Churches, mosques, and such buildings are designed to hold worship services and meetings in order to inform and enforce these rules and participate in rituals that demonstrate belief in their deities and bring participants closer together. These churches can be very elite gatherings.  For example, Christianity is separated into various denominations, even numerous non-denominational branches.  Even Lutheranism is split into ELCA (the liberal Evangelicals), Wisconsin Synod (the most conservative and very close to Roman Catholicism), and the Missouri Synod (somewhere in between). I grew up as an ELCA Lutheran.  However, even though I am baptized as a Lutheran, I am not allowed to participate in either of the other Lutherans’ communion because I am not a member of their specific church; they have a rule that is called closed communion; only their people can be forgiven at their church through this ritual; outsiders cannot be included.

That is a cold way of looking at a higher power, and doesn’t even explain the existence of one. Is there even a God? This most recent generation of humans that are becoming adults, (Generation Z that I call iGen) have made some extreme cases in how we see ourselves, and in how we see the world. They have revolutionized gender and sexuality, and are now seeing faith and spirituality through a different lens as well.  One way to “see proof” of a higher power is through stories; this is how the Bible works.  The newer generation is so far removed from the actual timeline of these stories; they come from so long ago, that the believability is sometimes lost behind them.  Current churches seem hateful and scary. The rules of religion have become so stilted, so severe, that the freedom to believe in their own version of God is lost. These young adults aren’t looking for rules, but for inclusivity. This means we will need to rewrite religion.

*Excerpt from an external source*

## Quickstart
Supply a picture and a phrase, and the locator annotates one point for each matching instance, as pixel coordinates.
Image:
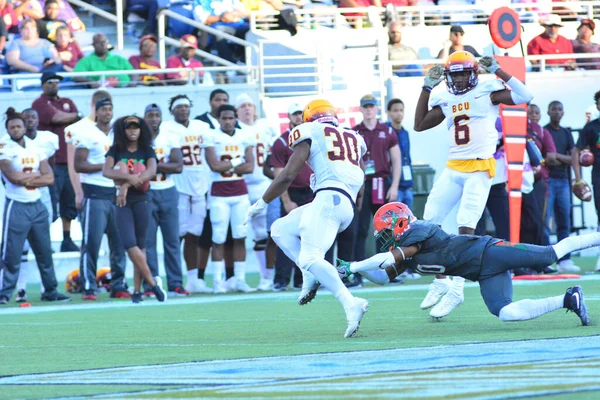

In AA, we acknowledge a higher power, but insist that it is a higher power of our own understanding.  Each member is invited to see their own version of God as they see them. No required rules, no set pronouns, no designated dogmas behind it. This freedom is attractive to even the agnostics, who haven’t devised their own idea of a higher power yet; they can use the spirituality of the group, the power of the faith that comes from being together as their higher power. 

How do I see God? I see a higher power as a light, a certain flicker of life that exists in anything that changes (including rocks and soil). This light is a guide that is more accepting and personal than rigid and rule-making. The new gatherings of humans, including a contemplative collective that I am a member of, has less recitation and more conversation. Less talking to, more talking with.  Less words of others, more meditation and careful consideration of our own words.  I believe this is a good thing.

There is room for faith AND science, because each living thing is rooted in science and life. We study what we are in awe of.  That light of the higher power intrigues us; we study what we want to understand; we want to understand the rest of the elephant, or at least the part of the elephant that we open minded can see.

Isn’t the world always changing? Isn’t our curiosity expanding our understanding of the world, of each other? Shouldn’t that expand our view of faith, of life, of a higher power, too? I believe these changes are a good thing.

It isn’t a new God; just another path to the elephant that is already there.  Let the blind lead us to their elephants.  Let us see more of the awesome life and wonder of our higher power that resides in all that surrounds us, in all the world we see and experience.